口ではまだ何も分かっていないと言ってはいるが、未確認のソレを戦況を引っ繰り返さんと企業の数ある内の1枚の切り札だとローレライは理解していた。
愛しき復讐者との逢瀬を待ち望んでいた敵対者が、煩わしい自分達を放っておく理由はないのだから。
巨大なシャッターが音を立ててゆっくりと開いていき、やがてその全貌を顕わにした。
鉄色の装甲を身に纏った人型の胴体のようなソレを無理矢理キャタピラに組み込んだ機動兵器というには余りも無骨なソレ。コロニーCrossingで視認したあの赤い機動兵器のような流麗さもなければ、量産期と思われた同じくコロニーCrossingで視認した対人用機動兵器のようなアンバランスな気味悪さもなくただ無骨。
同じ機動兵器よりも装甲車に近いようなそのルックスの機動兵器のマシンアイにオレンジの光が点り、まだ明けぬ夜闇を切り裂く。
「全部隊に告げます、敵未確認機動兵器が出現。重装甲高火力型のものと思われまず。敵未確認機動兵器の移動手段はキャタピラで高速移動は不可能かと。ですので無理に交戦せず、足止めに――」
ローレライの指示を掻き消すかのように鉄色の機動兵器の人間で言えば腕の部分に当たる大口径の粒子砲は、何の躊躇いも無いかのように眩い閃光を吐き出す。その超高熱の殺意は、暴徒と化した元BIG-C防衛部隊と自らの味方である私兵部隊の人間達ごとコロニーの建物を吹き飛ばした。
「全部隊に繰り返します、敵未確認機動兵器が出現。重装甲高火力型のものと思われまず。敵未確認機動兵器の移動手段はキャタピラで高速移動は不可能かと思われますので、無理に交戦せず指定したポイントまでの撤退に集中なさって下さい。策さえ噛み合えば勝てない訳ではありません。策は随時お知らせ致します。皆様方のご健闘を」
無責任とも言える指示を出してからローレライは口角を上げて戦場という場にはそぐわない、恍惚とした妖艶な微笑を浮かべる。
相手も自分と同じなのだ。
自ら定めた勝利条件の為には手段を選ばない。その結果、何かを犠牲にするとしても。
大儀も結果も手に入れる事が出来るのは勝利者のみ。そして自らが最高の参謀であり、ウィリアムの傍らに自らが居る事を邪魔する存在を許す訳にはいかない。

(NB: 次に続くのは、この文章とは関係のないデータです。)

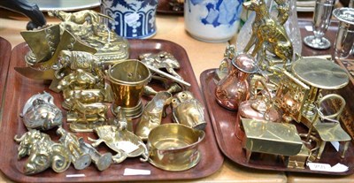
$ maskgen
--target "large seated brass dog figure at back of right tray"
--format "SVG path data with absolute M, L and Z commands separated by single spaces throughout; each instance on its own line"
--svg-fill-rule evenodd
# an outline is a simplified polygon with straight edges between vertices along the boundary
M 243 3 L 243 6 L 247 10 L 256 12 L 250 41 L 243 51 L 248 52 L 254 46 L 251 55 L 255 57 L 257 54 L 262 54 L 258 61 L 258 65 L 262 69 L 266 69 L 266 65 L 263 63 L 266 51 L 280 57 L 283 67 L 286 68 L 293 57 L 293 46 L 284 27 L 277 20 L 271 18 L 264 0 L 251 0 Z M 272 66 L 273 63 L 269 62 L 268 65 Z

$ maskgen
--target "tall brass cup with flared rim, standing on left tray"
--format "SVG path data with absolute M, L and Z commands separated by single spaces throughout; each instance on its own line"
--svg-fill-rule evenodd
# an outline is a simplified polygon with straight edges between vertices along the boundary
M 127 117 L 142 115 L 142 91 L 151 78 L 149 68 L 139 60 L 128 59 L 110 67 L 107 75 L 114 97 L 112 112 L 115 114 L 120 106 Z

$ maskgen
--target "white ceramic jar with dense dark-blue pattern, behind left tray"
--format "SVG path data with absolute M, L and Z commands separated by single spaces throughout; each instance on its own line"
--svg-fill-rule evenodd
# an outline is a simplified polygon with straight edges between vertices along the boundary
M 114 19 L 108 27 L 120 36 L 149 38 L 156 34 L 157 6 L 158 0 L 103 0 L 101 12 Z

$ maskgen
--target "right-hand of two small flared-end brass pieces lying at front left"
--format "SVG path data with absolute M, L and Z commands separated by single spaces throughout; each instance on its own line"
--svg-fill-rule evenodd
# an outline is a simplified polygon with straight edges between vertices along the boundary
M 104 171 L 112 164 L 112 154 L 110 152 L 101 154 L 89 143 L 83 141 L 83 138 L 79 138 L 80 149 L 84 154 L 89 154 L 91 160 L 96 164 L 96 168 L 99 171 Z

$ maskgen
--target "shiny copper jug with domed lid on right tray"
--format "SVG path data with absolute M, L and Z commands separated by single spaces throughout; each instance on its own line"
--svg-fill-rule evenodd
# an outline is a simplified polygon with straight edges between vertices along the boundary
M 254 57 L 241 53 L 232 60 L 231 71 L 227 77 L 220 80 L 215 89 L 216 101 L 227 110 L 236 111 L 242 101 L 250 96 L 248 78 L 251 73 L 257 72 Z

ローレライは改めて地図をコールし、小隊ごとにマーカーを付けて各小隊長にそれを送る。
おそらくあの機動兵器の装甲では歩兵の扱う徹甲弾はもはや役に立たず、そしてレジスタンスの戦闘車両に応援要請を出す事も出来ない上でローレライ達、元BIG-C防衛部隊はあの機動兵器の相手を引き受けなければならない。
だが負けるわけにはいかず、負ける理由もない。
相手がそうであるように、そしてそれ以上に、ローレライは緑色の瞳をもつ復讐者に焦がれているのだから。

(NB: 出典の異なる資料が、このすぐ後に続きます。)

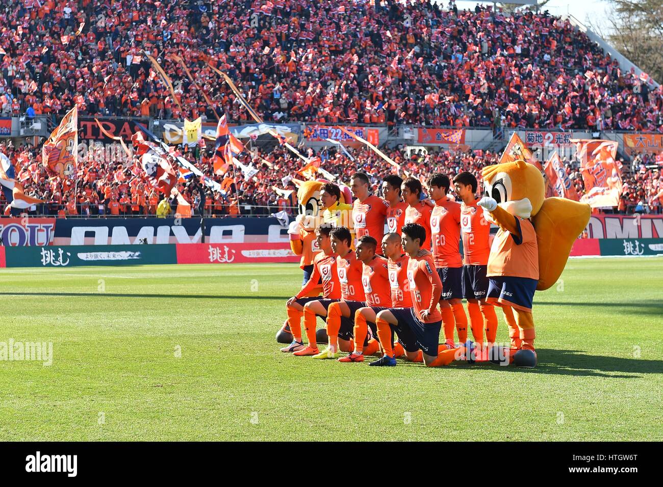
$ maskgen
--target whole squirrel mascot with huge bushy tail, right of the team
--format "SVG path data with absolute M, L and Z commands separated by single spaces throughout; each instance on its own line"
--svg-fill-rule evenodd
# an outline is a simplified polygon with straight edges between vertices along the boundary
M 557 282 L 591 208 L 544 197 L 541 172 L 522 160 L 487 166 L 482 176 L 485 196 L 477 204 L 485 219 L 499 227 L 488 258 L 486 300 L 503 309 L 511 337 L 511 349 L 500 356 L 516 366 L 534 367 L 534 292 Z

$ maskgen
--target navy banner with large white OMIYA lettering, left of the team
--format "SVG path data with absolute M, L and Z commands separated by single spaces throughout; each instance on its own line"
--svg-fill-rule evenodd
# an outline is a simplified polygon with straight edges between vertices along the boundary
M 58 219 L 55 245 L 201 243 L 200 218 Z M 288 243 L 276 218 L 206 218 L 205 243 Z

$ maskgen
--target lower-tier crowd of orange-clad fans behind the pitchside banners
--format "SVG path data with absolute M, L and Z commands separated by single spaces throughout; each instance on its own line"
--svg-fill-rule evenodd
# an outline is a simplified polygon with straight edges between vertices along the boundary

彼と共に在り続けるために踏破する茨の道としては、その試練はあまりにも容易すぎた。
あの装甲とあの粒子砲は歩兵でなくても脅威となりえるが、同時にそれだけでしかない。
ローレライはただ駒を進めるだけだ。
1つの狂いも許されない数式のように、それでいて答えに辿り着くのが必然であるように。
行うのはただ1つ、自分が思い描く勝利に向けて駒を進める事だけ。